Hi kiddo,
I must tell you about Tonggie's AMA Computer University graduation ceremony
at the Folk Arts Theater.
Your lola, Auntie Cutie, Tonggie and I hied to the Folk Arts Theater
really early yesterday. My FX was off-road that day so though the ceremony
was to start at 8 a.m., we were off at 6 a.m. to make it to the CCP
complex before 7 a.m.
Tonggie had to be there early anyway because he had to collect his toga
from the grad costumers (Rent-a-toga.) There were hordes of people
-- parents in their Sunday best, graduates in their togas or out of
them so as to show off THEIR Sunday best (some of which were inappropriate,
e.g. thigh-high slitted party dresses), siblings young and old, lolos
and lolas, and assorted vendors selling bottled water or paypays
or corsages or even scalped tickets to the ceremony. Tonggie was in
a long-sleeved shirt and a deep burgundy necktie that I had to tie for
him.
We were told the ceremonies would begin at 8 a.m. It would be a multivenue/multicast/
telecast/webcast event. We were at Folk Arts theater, but there were
another few thousand grads in Araneta Colisseum and another few thousand
in Cebu and Davao and all were linked via the Internet. Impressive!

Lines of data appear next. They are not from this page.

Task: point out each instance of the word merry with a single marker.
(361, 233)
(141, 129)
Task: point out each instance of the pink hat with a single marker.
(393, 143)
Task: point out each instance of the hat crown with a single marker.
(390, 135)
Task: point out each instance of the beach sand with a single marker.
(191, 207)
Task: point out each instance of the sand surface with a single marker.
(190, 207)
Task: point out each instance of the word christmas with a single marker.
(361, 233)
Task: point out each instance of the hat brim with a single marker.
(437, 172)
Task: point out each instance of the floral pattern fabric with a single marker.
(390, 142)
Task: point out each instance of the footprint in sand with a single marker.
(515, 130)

Alas, ceremony started at 10!!! Gloria Macapagal Arroyo, commencement
speaker to 15,000 AMA graduates, was running late. The 10 a.m. beginning
was a false start because it was 30 minutes of infomercial for AMA Computer
college projected on the stage backdrop. After the infomercial, the
emcee announced a nationwide 10-minute pee-pee break (after all this
was a graduation ceremony that was being simultaneously delayed and
relayed in Manila, Quezon City, Cebu, and Davao.) Twenty minutes
and a few thousand liters of weewee later, the graduation ceremony resumed
with the "AMA song" belted out by this diva I-forget-her-first-name-but
can't-forget-her-last-name Misalucha dressed to the nines in an evening
gown (this was 10:50 in the morning!) I failed to see that this was
a portent of things to come.
Now finally, there is a procession of faculty members into the Folk
Arts. Simultaneously, in Araneta, President Arroyo marches down the
aisle with the other AMA faculty members and the President of AMA.

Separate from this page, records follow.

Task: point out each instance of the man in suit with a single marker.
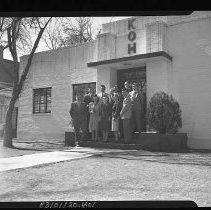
(102, 93)
(125, 115)
(87, 99)
(137, 107)
(78, 112)
(127, 87)
(100, 96)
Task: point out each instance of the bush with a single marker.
(164, 114)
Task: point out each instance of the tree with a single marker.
(53, 34)
(76, 30)
(66, 31)
(164, 113)
(15, 33)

The Papal-like President of AMA Amable V (the fifth) Aguiluz addresses
the audience in another infomercial. The Aguiluzes must really love
the name Amable because like the pontiffs they have numerical Amables.

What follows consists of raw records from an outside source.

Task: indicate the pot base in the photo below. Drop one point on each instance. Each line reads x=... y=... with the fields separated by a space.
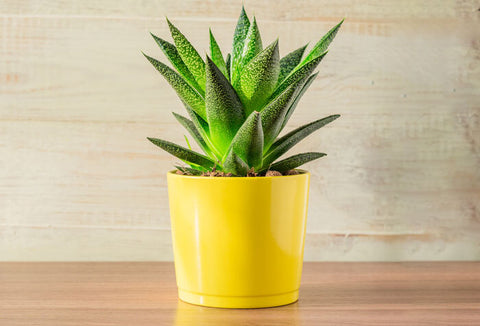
x=238 y=302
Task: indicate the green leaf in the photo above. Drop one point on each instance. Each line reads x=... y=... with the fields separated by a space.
x=224 y=110
x=252 y=45
x=186 y=93
x=183 y=153
x=248 y=142
x=239 y=36
x=295 y=161
x=259 y=78
x=274 y=113
x=283 y=144
x=228 y=61
x=189 y=55
x=204 y=130
x=235 y=165
x=298 y=74
x=289 y=62
x=217 y=56
x=188 y=170
x=323 y=44
x=190 y=127
x=187 y=141
x=172 y=55
x=298 y=96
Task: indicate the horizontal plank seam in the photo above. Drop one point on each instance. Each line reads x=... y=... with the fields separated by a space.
x=331 y=232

XII seems to be the latest loving incarnation.
AMA the V then trots out a couple of foreign partners -- one from Harvard
and one from Carnegie-Mellon. Thankfully, these two deliver speeches
addressed to the graduates and not informercials for their institutions.
We then had the graduation proper. The graduates were asked to rise
in batches to be acknowedged. A lady vice president of AMA went through
platoons of them, asking the grads to rise as she named their
degrees and thereafter to 'take their sets.'
Now the valedictorian, a young woman, addresses the motley crowd. This
is where the influence of TV on the Pinoy (show biz na show biz baga)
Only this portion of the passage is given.